Purpose. The aim of the paper is to study the polar low on January 18-20, 2017 using the sensitivity numerical experiments. The experiments were performed to analyse direct effect of the surface energy fluxes and condensational heating on the cyclone structure and intensity.
Methods and Results. The Polar WRF model was used for the cyclone simulations. In order to study the cyclone direct response to the changes in the model, all the experiments started only after the polar low had reached its mature stage at 00:00 on January, 20. Five numerical experiments were performed, in which the following parameters were turned off: 1) sensible heat flux only, 2) latent heat flux only, 3) both surface energy fluxes, 4) phase change heat transfer in the atmosphere and 5) phase change heat transfer in the atmosphere as well as surface energy fluxes. The cyclone intensity was defined by the minimum sea level pressure in its center.

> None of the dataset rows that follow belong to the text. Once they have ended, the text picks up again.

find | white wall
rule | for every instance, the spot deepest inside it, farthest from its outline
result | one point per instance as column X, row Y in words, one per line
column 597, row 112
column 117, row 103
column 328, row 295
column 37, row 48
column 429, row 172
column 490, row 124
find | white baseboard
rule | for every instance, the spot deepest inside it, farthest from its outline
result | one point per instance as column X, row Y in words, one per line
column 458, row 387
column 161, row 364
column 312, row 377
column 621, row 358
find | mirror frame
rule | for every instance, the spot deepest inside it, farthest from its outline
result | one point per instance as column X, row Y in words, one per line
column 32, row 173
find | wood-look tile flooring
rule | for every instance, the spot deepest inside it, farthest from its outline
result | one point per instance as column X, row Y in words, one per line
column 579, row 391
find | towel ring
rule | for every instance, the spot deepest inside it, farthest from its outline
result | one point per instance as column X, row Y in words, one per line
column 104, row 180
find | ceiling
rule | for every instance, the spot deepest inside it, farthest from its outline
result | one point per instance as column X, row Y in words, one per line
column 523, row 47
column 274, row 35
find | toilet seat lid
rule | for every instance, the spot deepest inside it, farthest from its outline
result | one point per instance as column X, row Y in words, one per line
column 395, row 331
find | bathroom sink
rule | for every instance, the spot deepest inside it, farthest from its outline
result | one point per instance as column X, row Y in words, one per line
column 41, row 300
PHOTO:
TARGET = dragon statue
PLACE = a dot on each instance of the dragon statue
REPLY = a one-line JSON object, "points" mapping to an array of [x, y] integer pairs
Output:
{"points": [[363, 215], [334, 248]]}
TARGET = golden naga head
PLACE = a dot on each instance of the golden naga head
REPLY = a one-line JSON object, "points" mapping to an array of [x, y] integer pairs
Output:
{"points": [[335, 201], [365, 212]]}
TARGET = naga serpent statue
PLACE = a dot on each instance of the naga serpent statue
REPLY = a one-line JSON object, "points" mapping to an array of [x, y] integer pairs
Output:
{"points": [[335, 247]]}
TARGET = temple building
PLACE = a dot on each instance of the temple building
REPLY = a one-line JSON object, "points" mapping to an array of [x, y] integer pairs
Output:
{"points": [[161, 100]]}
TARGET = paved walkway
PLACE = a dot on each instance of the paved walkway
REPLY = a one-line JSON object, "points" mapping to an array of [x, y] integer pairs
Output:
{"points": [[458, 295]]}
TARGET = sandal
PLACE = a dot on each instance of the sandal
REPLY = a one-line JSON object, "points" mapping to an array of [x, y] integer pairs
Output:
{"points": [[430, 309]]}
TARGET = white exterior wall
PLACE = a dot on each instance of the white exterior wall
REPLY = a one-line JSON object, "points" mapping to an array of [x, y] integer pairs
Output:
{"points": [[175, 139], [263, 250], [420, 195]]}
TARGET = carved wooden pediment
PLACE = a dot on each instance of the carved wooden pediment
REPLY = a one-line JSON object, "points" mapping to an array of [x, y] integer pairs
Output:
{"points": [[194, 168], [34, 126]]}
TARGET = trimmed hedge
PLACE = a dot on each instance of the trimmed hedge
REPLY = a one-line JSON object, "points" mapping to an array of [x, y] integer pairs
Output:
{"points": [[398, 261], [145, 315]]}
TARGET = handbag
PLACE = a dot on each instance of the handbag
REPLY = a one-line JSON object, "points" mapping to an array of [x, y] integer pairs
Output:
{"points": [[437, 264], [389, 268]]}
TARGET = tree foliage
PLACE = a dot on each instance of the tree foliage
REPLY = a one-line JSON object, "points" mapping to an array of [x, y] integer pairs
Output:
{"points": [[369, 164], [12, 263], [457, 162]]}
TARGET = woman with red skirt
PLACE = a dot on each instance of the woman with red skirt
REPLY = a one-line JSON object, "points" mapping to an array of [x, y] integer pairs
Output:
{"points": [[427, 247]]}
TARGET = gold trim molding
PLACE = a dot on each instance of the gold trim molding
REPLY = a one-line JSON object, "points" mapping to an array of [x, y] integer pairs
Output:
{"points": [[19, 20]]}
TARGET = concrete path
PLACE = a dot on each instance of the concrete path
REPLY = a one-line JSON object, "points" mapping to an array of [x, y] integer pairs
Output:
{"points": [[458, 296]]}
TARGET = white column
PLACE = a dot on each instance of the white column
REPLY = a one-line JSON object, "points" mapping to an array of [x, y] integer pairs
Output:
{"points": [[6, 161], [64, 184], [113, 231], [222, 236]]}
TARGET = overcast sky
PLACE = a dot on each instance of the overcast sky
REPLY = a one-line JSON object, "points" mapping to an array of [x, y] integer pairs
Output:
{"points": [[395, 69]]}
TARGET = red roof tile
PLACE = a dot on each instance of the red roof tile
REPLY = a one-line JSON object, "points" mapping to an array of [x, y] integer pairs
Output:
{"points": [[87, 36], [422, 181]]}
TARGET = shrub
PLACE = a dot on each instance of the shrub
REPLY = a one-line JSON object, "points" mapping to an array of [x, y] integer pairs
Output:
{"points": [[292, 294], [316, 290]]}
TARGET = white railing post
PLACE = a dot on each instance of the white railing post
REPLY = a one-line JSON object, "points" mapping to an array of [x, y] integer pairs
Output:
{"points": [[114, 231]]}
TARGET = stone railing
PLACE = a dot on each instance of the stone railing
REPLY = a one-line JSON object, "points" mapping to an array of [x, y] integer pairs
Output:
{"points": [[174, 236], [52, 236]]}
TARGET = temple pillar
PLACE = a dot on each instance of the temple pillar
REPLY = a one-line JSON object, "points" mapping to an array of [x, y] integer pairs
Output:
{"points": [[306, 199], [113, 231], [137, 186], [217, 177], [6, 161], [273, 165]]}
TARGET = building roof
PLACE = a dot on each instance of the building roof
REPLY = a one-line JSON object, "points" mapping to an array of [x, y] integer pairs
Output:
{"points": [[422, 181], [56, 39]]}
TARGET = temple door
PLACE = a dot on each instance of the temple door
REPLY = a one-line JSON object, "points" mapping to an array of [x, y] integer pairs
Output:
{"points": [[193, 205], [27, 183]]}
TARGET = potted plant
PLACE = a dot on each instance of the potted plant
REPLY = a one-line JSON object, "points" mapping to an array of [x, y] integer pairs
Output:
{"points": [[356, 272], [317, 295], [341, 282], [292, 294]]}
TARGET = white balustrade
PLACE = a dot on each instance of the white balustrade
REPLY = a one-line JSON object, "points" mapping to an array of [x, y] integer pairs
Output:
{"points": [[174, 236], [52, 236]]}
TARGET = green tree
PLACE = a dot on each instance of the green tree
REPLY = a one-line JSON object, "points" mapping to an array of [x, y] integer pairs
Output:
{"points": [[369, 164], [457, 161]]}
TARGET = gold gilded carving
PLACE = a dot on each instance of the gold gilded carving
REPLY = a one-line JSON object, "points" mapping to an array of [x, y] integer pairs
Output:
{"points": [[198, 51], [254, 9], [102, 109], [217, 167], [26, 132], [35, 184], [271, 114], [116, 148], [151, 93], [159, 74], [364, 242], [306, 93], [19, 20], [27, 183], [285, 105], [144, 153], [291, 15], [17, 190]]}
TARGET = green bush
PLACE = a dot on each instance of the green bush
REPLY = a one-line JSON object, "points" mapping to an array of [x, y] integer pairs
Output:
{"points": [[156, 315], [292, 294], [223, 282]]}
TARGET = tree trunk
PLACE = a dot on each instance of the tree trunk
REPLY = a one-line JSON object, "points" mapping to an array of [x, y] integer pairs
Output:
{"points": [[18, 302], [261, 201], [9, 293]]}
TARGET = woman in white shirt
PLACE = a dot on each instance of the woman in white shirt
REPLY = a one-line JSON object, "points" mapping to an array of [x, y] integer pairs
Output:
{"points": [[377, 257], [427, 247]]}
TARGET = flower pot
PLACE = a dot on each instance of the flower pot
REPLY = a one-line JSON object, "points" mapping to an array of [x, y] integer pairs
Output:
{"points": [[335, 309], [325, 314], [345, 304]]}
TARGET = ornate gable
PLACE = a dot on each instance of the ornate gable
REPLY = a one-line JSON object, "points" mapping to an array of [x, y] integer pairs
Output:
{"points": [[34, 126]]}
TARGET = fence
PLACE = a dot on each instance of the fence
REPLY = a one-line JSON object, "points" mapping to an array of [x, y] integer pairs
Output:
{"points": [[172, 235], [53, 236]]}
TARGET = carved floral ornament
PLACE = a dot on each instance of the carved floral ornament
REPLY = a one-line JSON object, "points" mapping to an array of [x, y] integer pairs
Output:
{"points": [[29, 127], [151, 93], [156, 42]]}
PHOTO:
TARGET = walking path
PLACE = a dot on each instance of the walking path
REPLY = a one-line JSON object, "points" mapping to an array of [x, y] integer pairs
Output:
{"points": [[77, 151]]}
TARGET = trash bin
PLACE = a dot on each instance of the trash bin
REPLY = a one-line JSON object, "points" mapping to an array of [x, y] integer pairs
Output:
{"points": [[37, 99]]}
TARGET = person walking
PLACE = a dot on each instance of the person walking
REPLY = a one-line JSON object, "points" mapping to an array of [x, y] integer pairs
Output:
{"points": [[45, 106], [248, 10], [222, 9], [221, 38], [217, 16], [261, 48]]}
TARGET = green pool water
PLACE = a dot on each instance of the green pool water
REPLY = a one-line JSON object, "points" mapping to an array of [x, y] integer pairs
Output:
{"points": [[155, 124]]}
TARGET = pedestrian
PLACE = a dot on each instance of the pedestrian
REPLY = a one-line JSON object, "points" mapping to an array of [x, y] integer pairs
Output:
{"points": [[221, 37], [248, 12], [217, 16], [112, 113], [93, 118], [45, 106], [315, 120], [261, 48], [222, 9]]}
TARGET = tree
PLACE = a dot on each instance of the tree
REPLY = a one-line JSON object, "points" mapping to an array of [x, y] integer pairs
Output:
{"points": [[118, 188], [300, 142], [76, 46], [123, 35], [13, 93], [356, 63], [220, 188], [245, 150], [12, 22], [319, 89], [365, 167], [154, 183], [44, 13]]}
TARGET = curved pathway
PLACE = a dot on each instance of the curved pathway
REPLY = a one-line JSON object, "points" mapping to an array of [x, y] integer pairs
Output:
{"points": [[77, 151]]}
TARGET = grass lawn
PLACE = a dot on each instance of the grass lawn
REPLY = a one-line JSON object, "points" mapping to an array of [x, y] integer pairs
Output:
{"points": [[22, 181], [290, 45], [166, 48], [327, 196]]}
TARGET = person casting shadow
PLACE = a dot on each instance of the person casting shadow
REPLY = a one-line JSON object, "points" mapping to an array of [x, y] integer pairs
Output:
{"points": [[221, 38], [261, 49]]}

Conclusions. It is shown that in all the numerical experiments, the cyclone intensity as well as its maximum wind speed at the model lowest level decreased. In experiments 1 and 2, the intensity decrease was nearly the same, i.e. at the mature stage, the sensible and latent heat fluxes were equally important for the cyclone intensity. In experiments 1, 3 and 5 (with the sensible heat flux turned off), the atmosphere static stability increased significantly due to considerable decrease of the air temperature at the model lowest level. In experiment 4, the planetary boundary layer became more unstable since evaporative cooling was turned off in the model. In experiments 1, 3 and 5, integral kinetic energy of the cyclone increased despite the fact that its intensity and maximum surface wind speed decreased. It is shown that such a response of the cyclone was, most probably, caused by decrease of the energy dissipation in the surface layer due to the increased atmospheric stability.